Tag Archives: Success

Sand castle Boracay


NoTonight I was discovering Boracay by just walking up the beach north towards what I thought was the end of the island. Unfortunately I was not able to continue my tour around the island, as somewhere near the northern tip the beach stops, at least during high tide. And I guess I could have continued, but there is a restaurant or something at the end that blocks the way to some kind of path along the shore, but I decided not to pass through the terrace, mainly because it was dark and also pretty quiet where I wanted to go, even though there were people there as I saw some flash lights.
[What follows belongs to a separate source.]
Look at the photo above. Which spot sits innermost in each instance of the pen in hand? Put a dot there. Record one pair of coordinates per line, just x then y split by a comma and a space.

But I don’t want to write about my small expedition on the island, no, I wanted to talk about some amazing thing I encountered during my trip. And the thing I encountered was a sand castle type of Boracay logo that drew my attention. And at first I could not really make something of the thing that caught my eye, as normally only small children build sand castles, even though of course many grown up people also like things like building sand castles, including me.

To be continued…

Life

So I got this life. And I don’t feel happy. And they say I can make a new start any day, any moment, and of course that is true.

However, I have a lot of things around me, have ‘history’, have things I feel responsible for, have things I want or maybe need to solve, so somehow it is true I can start anew, make a new start, but somehow also not.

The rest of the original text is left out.